Eberhart, who is nine months pregnant, said she was walking in her Dearborn Heights, Michigan neighborhood to try to induce labor. She was walking with her 12-year-old son and 13-year-old daughter when a woman started shouting the N-word and other racial epithets — and then threatened to shoot Eberhart.
“I was walking up the street… me and my two kids… a truck pulls up and says n**ger n**ger n**ger,” Eberhart told Fox 2 New in Detroit.
“She proceeded to say, ‘Get out of here, Detroit is that way, N-word, B,’ and then she said, ‘I’m going to shoot you,’” Eberhart said. “You see, I’m clearly pregnant. I’ve got my kids, and you’re threatening to shoot me and my kids? Is it that serious?”
So it’s come to this: A pregnant black woman and her kids can’t even walk through their own neighborhood without being threatened by bigots? This is a shameful act of racism – and cowardice.

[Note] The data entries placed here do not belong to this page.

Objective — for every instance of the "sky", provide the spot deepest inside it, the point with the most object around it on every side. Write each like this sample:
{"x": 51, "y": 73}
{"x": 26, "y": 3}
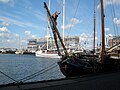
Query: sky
{"x": 21, "y": 20}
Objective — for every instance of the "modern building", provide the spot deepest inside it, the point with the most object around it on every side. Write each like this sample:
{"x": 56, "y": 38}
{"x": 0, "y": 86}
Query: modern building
{"x": 35, "y": 44}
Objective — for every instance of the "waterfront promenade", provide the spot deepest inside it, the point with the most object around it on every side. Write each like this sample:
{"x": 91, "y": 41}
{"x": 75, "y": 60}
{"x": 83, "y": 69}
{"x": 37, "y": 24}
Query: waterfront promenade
{"x": 107, "y": 81}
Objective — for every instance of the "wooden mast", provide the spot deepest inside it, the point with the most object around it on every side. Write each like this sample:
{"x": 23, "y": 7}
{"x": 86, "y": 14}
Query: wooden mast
{"x": 103, "y": 34}
{"x": 55, "y": 31}
{"x": 94, "y": 29}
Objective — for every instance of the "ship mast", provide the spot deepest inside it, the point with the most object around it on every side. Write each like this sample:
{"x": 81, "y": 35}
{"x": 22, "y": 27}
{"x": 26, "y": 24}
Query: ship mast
{"x": 94, "y": 29}
{"x": 103, "y": 34}
{"x": 63, "y": 18}
{"x": 48, "y": 27}
{"x": 55, "y": 32}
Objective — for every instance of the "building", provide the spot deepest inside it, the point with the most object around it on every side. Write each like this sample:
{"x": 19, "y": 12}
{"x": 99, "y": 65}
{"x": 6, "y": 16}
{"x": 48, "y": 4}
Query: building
{"x": 35, "y": 44}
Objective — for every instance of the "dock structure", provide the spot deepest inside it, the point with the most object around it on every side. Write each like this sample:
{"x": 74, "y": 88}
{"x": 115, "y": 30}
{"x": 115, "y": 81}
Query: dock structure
{"x": 106, "y": 81}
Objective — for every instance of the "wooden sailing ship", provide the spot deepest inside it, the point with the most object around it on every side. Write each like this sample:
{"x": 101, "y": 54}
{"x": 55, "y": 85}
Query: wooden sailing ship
{"x": 76, "y": 64}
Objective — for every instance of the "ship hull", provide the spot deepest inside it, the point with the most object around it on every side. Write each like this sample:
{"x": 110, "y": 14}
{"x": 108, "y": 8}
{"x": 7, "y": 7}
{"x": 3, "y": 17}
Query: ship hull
{"x": 78, "y": 67}
{"x": 71, "y": 68}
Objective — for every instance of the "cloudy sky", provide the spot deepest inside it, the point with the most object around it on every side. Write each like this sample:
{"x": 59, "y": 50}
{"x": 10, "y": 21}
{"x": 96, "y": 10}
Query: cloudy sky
{"x": 25, "y": 19}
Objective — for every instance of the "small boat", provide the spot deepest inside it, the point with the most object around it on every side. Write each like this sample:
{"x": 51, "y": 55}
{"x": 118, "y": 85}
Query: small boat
{"x": 19, "y": 52}
{"x": 75, "y": 64}
{"x": 47, "y": 54}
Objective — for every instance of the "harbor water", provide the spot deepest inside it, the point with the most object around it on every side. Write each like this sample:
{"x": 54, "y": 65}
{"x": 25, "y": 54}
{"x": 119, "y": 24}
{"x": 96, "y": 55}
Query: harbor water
{"x": 18, "y": 67}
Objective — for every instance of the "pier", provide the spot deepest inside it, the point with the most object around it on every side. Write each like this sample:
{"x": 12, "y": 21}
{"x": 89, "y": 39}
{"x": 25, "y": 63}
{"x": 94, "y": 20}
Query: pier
{"x": 106, "y": 81}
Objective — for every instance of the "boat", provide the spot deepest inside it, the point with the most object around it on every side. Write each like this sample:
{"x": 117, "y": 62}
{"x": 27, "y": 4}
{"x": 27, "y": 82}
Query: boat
{"x": 47, "y": 54}
{"x": 77, "y": 64}
{"x": 19, "y": 52}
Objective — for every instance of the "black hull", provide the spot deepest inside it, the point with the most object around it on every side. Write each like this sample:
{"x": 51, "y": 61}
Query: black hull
{"x": 71, "y": 68}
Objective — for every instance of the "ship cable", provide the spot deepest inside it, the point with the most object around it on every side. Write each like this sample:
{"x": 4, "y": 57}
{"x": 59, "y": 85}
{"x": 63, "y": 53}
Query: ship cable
{"x": 38, "y": 73}
{"x": 16, "y": 82}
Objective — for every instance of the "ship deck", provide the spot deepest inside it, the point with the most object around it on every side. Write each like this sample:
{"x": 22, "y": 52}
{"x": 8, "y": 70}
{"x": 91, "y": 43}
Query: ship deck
{"x": 106, "y": 81}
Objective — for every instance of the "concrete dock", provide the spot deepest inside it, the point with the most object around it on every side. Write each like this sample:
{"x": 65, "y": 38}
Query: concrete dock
{"x": 106, "y": 81}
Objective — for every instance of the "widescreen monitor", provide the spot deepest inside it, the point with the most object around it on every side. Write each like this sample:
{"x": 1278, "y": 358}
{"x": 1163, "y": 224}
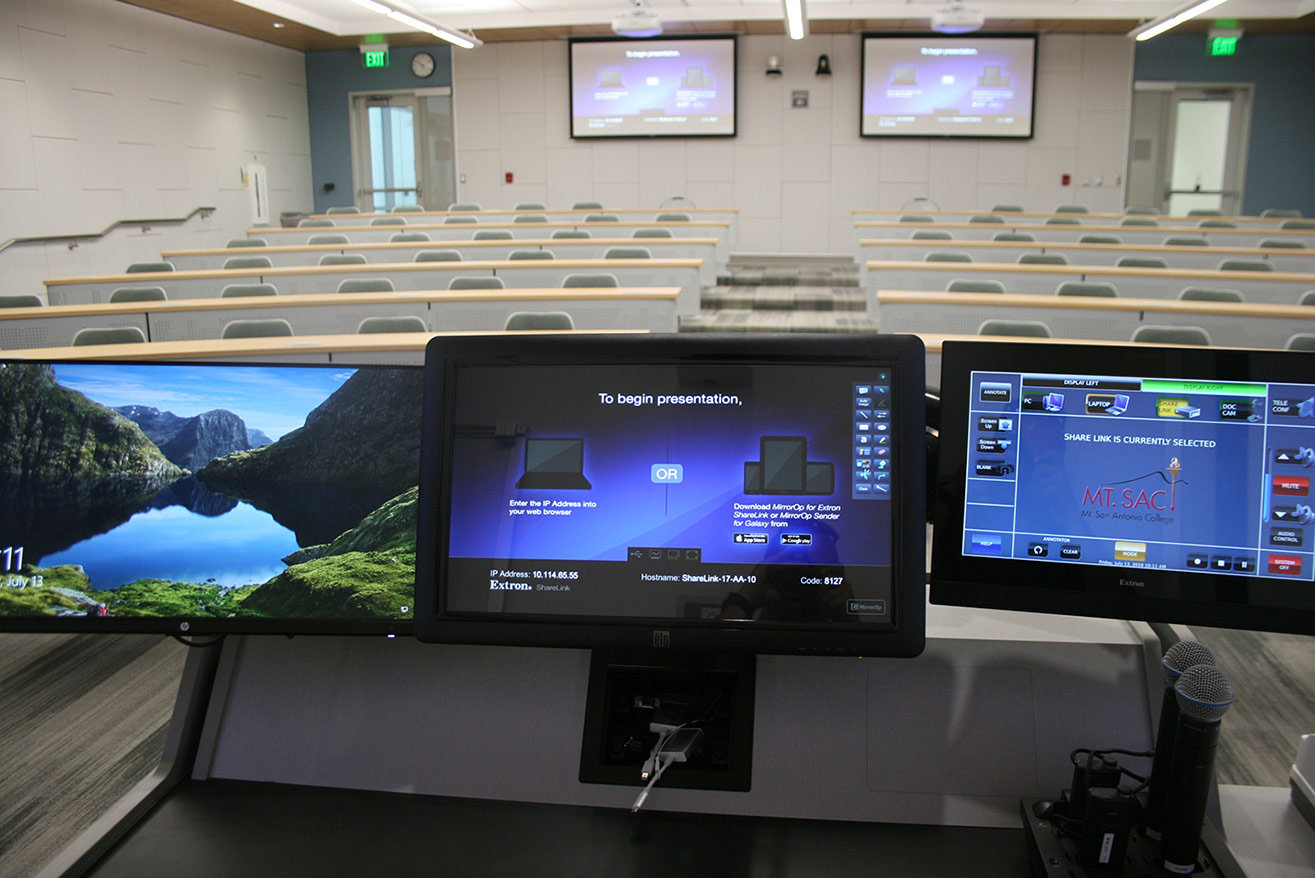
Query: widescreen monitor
{"x": 663, "y": 87}
{"x": 693, "y": 492}
{"x": 944, "y": 86}
{"x": 1132, "y": 483}
{"x": 208, "y": 498}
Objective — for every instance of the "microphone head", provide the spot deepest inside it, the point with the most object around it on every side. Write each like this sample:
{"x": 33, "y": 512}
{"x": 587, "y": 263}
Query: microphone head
{"x": 1184, "y": 655}
{"x": 1203, "y": 693}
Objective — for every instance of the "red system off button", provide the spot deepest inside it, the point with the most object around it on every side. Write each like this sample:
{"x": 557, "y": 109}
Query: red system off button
{"x": 1285, "y": 564}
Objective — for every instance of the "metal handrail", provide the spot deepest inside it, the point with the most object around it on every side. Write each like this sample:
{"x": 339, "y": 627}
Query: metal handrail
{"x": 72, "y": 239}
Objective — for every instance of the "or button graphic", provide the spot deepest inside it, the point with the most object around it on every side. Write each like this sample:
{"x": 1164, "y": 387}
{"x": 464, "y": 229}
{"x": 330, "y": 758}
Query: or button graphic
{"x": 667, "y": 473}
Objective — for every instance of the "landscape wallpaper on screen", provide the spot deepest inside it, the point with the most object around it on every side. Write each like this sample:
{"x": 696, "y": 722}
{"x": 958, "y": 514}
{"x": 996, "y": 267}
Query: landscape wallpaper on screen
{"x": 191, "y": 492}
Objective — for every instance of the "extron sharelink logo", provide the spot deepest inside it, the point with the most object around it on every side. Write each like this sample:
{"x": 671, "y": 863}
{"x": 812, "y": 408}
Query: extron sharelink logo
{"x": 1143, "y": 498}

Eberhart, a nurse, moved to Dearborn Heights three years ago, a community that is 86% white and 8% African-American, according to the 2010 Census.
“When she said she was going to shoot us, I was scared for my mom,” Eberhart’s daughter said. “She had her purse like, I thought she was going to pull something out.”

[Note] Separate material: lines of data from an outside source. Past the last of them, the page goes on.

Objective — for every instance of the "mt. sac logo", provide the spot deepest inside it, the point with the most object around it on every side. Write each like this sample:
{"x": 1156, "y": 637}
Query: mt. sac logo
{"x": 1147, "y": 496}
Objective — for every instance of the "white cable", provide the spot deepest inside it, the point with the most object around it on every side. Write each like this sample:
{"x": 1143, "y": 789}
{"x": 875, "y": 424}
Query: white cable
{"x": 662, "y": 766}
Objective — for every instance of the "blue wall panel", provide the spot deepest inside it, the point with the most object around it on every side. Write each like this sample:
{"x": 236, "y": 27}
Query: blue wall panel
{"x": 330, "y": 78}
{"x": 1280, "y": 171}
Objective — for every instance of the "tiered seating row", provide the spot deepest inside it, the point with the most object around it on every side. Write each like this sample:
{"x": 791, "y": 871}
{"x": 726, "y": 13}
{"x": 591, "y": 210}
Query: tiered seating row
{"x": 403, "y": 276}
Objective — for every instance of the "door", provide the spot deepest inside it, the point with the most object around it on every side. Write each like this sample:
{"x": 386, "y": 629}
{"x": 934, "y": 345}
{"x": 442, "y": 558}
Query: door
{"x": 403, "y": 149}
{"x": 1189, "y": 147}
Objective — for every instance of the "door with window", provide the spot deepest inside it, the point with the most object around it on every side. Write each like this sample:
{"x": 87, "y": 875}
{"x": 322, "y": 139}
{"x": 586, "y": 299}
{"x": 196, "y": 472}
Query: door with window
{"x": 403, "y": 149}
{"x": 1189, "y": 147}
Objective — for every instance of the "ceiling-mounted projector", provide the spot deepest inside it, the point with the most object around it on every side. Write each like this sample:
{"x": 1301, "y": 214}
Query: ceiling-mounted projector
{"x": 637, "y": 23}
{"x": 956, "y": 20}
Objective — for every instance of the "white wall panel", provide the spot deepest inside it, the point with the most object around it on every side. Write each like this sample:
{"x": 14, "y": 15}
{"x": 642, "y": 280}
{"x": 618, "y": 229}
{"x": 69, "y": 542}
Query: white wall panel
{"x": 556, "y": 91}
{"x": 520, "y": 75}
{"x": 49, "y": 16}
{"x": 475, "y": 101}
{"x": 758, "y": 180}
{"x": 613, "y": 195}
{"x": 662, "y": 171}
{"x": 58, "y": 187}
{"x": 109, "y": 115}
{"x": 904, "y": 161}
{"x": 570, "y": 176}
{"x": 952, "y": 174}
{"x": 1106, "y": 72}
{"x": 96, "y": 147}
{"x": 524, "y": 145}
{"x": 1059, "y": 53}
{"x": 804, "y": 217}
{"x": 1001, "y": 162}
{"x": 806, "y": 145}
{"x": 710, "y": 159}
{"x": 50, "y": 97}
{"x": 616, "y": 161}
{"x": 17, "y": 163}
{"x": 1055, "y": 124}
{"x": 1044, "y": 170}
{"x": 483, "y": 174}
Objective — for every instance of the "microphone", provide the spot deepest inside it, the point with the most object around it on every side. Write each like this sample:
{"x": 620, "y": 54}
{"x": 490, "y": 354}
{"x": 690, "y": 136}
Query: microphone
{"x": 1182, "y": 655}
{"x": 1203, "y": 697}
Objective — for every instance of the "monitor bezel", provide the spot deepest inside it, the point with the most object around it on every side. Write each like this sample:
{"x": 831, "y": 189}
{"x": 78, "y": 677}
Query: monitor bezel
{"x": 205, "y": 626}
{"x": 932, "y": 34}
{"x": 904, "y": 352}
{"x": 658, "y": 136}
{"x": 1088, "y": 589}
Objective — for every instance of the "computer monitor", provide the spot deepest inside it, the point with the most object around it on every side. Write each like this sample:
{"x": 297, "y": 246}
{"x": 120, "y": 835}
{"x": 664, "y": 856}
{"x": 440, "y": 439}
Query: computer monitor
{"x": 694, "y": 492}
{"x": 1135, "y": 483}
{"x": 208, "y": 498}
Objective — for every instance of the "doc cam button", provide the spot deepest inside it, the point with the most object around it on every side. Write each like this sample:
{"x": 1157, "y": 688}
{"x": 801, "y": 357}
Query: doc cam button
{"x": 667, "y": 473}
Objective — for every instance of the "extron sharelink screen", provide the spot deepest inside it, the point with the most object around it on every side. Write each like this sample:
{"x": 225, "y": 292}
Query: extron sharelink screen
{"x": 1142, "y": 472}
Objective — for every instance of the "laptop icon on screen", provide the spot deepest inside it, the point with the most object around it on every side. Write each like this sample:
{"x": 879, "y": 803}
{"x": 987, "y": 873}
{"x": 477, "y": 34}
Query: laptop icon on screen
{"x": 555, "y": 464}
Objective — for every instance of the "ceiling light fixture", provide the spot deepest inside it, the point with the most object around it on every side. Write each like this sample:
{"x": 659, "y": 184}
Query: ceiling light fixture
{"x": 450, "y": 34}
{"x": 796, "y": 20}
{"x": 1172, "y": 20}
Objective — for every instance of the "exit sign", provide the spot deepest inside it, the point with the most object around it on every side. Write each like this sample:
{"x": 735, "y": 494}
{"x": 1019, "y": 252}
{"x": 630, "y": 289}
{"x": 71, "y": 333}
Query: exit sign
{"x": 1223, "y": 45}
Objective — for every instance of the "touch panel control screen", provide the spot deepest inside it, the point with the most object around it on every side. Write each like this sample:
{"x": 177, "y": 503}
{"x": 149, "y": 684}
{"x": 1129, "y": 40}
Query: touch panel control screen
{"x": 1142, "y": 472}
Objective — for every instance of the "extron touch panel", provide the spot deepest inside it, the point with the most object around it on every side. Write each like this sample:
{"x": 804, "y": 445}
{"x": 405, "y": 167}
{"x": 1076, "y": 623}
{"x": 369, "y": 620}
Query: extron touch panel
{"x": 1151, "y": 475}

“I was scared,” she added. “I didn’t know people still look at us like that.”
Unfortunately, these types of racial incidents are becoming much more prevalent.
According to The Southern Poverty Law Center there are 917 hate groups in the United States, nine in the Detroit area. And the Bureau of Justice Statistics reported that Americans experienced 250,000 hate crimes in 2015.

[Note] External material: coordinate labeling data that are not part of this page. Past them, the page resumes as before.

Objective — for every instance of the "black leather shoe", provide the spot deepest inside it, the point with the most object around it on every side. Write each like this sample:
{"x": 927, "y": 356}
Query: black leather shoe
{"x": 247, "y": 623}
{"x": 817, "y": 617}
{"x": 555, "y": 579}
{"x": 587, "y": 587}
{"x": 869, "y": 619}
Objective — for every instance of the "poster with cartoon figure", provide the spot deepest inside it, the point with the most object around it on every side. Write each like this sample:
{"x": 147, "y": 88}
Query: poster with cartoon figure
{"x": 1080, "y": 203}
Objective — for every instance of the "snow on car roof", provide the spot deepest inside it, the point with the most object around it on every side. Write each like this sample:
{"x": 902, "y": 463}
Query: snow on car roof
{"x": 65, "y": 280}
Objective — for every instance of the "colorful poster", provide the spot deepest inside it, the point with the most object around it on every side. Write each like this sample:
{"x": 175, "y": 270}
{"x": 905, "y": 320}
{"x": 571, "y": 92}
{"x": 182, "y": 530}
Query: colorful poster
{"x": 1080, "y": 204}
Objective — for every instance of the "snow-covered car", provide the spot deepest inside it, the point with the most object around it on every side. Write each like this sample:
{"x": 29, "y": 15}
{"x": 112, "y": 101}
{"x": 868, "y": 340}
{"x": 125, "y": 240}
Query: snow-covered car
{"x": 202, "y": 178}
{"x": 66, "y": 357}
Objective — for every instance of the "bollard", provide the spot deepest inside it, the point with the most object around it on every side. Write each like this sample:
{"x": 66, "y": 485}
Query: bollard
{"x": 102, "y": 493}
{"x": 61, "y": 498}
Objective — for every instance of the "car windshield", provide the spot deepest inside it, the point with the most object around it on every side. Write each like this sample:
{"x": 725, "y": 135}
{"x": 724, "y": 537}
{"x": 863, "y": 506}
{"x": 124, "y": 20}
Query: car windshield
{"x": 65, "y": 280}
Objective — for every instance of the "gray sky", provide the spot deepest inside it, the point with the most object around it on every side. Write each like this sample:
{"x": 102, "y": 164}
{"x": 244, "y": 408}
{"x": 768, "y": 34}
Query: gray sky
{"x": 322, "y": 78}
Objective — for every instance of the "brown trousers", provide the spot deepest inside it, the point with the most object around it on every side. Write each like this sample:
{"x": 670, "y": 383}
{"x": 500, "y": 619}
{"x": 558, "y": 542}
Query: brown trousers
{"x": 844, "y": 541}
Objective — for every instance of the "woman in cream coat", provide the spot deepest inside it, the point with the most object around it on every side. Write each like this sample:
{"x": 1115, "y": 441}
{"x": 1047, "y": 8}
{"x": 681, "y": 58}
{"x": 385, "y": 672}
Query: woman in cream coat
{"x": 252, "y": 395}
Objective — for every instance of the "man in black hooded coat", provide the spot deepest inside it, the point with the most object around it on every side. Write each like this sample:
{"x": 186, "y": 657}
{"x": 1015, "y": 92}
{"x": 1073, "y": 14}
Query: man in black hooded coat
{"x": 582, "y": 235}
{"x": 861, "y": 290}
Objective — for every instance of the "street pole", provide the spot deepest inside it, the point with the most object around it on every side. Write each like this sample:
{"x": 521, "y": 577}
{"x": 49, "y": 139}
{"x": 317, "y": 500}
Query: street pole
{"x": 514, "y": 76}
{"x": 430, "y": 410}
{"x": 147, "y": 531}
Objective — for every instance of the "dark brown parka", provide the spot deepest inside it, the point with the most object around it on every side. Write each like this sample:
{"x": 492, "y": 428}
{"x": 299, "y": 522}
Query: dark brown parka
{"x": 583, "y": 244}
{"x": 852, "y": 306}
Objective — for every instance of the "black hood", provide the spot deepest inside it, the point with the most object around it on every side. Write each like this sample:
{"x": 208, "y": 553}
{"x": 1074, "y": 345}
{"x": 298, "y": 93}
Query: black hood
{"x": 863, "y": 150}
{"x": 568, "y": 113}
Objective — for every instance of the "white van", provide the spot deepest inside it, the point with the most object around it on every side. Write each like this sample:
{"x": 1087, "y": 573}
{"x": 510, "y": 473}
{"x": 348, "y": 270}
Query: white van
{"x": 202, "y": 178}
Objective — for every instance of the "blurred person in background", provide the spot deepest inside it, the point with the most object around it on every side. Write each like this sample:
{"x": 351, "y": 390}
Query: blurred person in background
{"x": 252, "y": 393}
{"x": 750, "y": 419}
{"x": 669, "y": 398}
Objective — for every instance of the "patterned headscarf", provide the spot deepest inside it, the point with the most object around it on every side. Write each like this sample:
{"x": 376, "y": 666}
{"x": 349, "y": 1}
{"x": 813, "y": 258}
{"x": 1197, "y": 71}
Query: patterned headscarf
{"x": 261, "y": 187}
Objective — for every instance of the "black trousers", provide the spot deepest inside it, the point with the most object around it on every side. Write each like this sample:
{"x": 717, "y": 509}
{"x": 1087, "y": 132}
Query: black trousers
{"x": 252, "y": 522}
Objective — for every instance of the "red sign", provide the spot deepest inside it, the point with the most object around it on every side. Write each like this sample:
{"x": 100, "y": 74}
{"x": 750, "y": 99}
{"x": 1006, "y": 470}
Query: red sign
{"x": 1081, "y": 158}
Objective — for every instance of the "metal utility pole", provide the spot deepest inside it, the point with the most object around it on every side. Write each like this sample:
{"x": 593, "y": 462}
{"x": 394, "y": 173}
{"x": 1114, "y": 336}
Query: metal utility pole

President Donald Trump has exacerbated racial tensions in America with his racially incendiary rhetoric. In August, following a deadly white supremacist rally in Charlottesville, Virginia, Trump appeared to side with Neo-Nazis saying there are “fine people” in the bigoted group. Racists like David Duke, the former head of the Ku Klux Klan, openly supports Trump.
Trump’s legions of supporters, some of whom have made offensive remarks about African-Americans, continue to divide the nation along racial lines.
A recent NPR/PBS/Maris Poll asked if race relations are better today than last year before Trump was elected president: 54% said it’s worse, 33% said it’s the same; and 9% said race relations are better.
Meanwhile, we can add Eberhart’s harassment to the growing number of hate cases in America.
“I didn’t work hard to get here for someone to determine whether I can walk up the street or not,” Eberhart said. “That’s not going to happen.”